ECLI:NL:GHARN:2009:BH5565
Gerechtshof Arnhem
- Hoger beroep
- H. Abbink
- J.B.H. Roben
- J.P.M. Kooijmans
- Rechtspraak.nl
Wraking van rechters in strafzaak en ontvankelijkheid van het verzoek
In deze zaak heeft de wrakingskamer van het Gerechtshof Arnhem op 2 februari 2009 een wrakingsverzoek van de verzoeker afgewezen. De verzoeker heeft vervolgens op 5 februari 2009 een nieuw verzoek ingediend om de leden van de wrakingskamer te wraken. Dit verzoek is gedaan in het kader van een andere strafzaak, waarbij de leden van de wrakingskamer op dat moment niet meer betrokken waren bij de behandeling van de strafzaak. De wrakingskamer heeft geoordeeld dat het verzoek niet ontvankelijk is, omdat het verzoek niet is ingediend voor de einduitspraak van de strafzaak. De wetgeving, met name artikel 515, vijfde lid, van het Wetboek van Strafvordering, stelt dat tegen een beslissing van de wrakingskamer geen rechtsmiddel openstaat.

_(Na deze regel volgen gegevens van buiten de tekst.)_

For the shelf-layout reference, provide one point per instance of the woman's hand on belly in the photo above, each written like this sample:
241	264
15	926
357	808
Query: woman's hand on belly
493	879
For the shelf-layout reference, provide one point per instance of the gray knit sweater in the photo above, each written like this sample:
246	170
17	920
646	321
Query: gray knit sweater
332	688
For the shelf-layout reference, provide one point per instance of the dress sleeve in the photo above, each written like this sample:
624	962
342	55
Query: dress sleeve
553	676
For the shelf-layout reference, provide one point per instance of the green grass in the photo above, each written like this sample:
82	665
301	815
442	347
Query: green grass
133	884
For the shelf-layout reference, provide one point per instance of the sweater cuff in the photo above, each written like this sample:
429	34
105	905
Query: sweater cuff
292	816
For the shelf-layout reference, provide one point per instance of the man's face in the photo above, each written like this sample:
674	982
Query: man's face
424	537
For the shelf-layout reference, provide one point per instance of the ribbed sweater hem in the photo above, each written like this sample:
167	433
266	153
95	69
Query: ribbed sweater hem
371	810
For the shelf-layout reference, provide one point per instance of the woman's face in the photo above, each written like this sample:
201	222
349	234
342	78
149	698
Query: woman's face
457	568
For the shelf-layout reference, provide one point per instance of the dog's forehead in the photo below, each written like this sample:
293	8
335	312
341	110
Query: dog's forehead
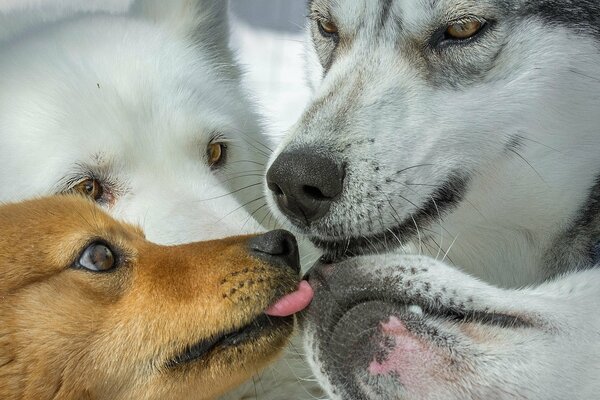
402	13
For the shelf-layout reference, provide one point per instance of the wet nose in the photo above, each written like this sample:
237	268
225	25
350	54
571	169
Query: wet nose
277	247
305	183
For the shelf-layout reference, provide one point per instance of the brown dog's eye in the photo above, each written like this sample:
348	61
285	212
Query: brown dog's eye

De raadsman van de verzoeker heeft betoogd dat het wrakingsverzoek voldoet aan de vereisten voor ontvankelijkheid, maar het hof heeft geoordeeld dat de wrakingsprocedure niet deel uitmaakt van de hoofdzaak en dat de verzoeker niet-ontvankelijk moet worden verklaard. De beslissing van het hof is op 9 maart 2009 openbaar uitgesproken.